Yang Tao, Ma Li
Creation Research and Development Institute, Yunnan Design Institute Group Engineering Investment Co., Ltd, Kunming, China.
PLoS One. 2025 Jul 24;20(7):e0326845. doi: 10.1371/journal.pone.0326845. eCollection 2025.
The transition to a service-based economy represents a key global macroeconomic trend, with productive services playing a critical role in driving economic growth. For China, the development of productive services is a strategic priority in its pursuit of high-quality development. Most existing research primarily relies on traditional data to examine the spatial agglomeration and influencing factors of productive services in economically advanced regions, often overlooking the integration of multi-source data and spatial analyses in less developed areas. This study focuses on Kunming as the case study, employing methods such as Standard Deviation Ellipses (SDE), Kernel Density Estimation (KDE), and Local Spatial Autocorrelation (Moran's I) to investigate its spatial differentiation and agglomeration patterns.
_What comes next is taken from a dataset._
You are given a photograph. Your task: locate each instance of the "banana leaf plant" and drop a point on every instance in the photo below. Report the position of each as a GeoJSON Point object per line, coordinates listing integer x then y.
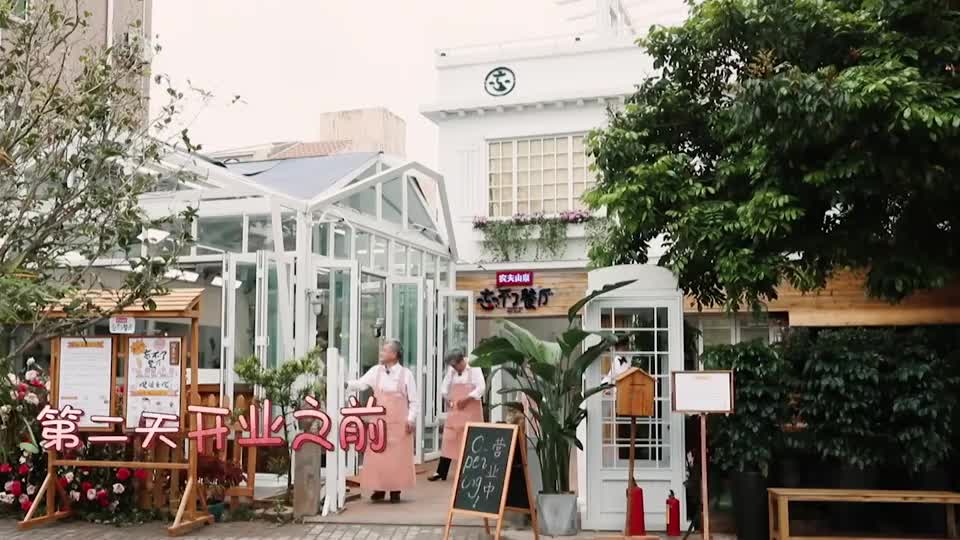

Additionally, Geodetector is applied to analyze influencing factors, utilizing multi-source data including Point of Interest(POI), LandScan, the annual China Land Cover Dataset (CLCD), OpenStreetMap (OSM), and socio-economic data to examine the evolutionary patterns of productive services. The findings suggest that Kunming's productive service sectors currently exhibit a predominant southward diffusion, influenced primarily by transportation infrastructure and economic conditions. Moreover, different categories of productive services exhibit unique spatial differentiation and influencing factors. Moving forward, it is essential to prioritize upgrading the internal structure of productive services to foster sustainable and high-quality sectoral development.
向服务型经济的转型是全球关键的宏观经济趋势,生产性服务业在推动经济增长方面发挥着关键作用。对中国而言,发展生产性服务业是其追求高质量发展的战略重点。现有的大多数研究主要依靠传统数据来考察经济发达地区生产性服务业的空间集聚及其影响因素,往往忽视了欠发达地区多源数据的整合与空间分析。本研究以昆明为案例,运用标准差椭圆(SDE)、核密度估计(KDE)和局部空间自相关(莫兰指数I)等方法,研究其空间分异和集聚模式。此外,利用地理探测器分析影响因素,采用包括兴趣点(POI)、LandScan、年度中国土地覆盖数据集(CLCD)、OpenStreetMap(OSM)等多源数据以及社会经济数据,来考察生产性服务业的演化模式。研究结果表明,昆明的生产性服务业目前主要呈现向南扩散的态势,主要受交通基础设施和经济状况的影响。此外,不同类别的生产性服务业表现出独特的空间分异和影响因素。展望未来,必须优先升级生产性服务业的内部结构,以促进该行业的可持续和高质量发展。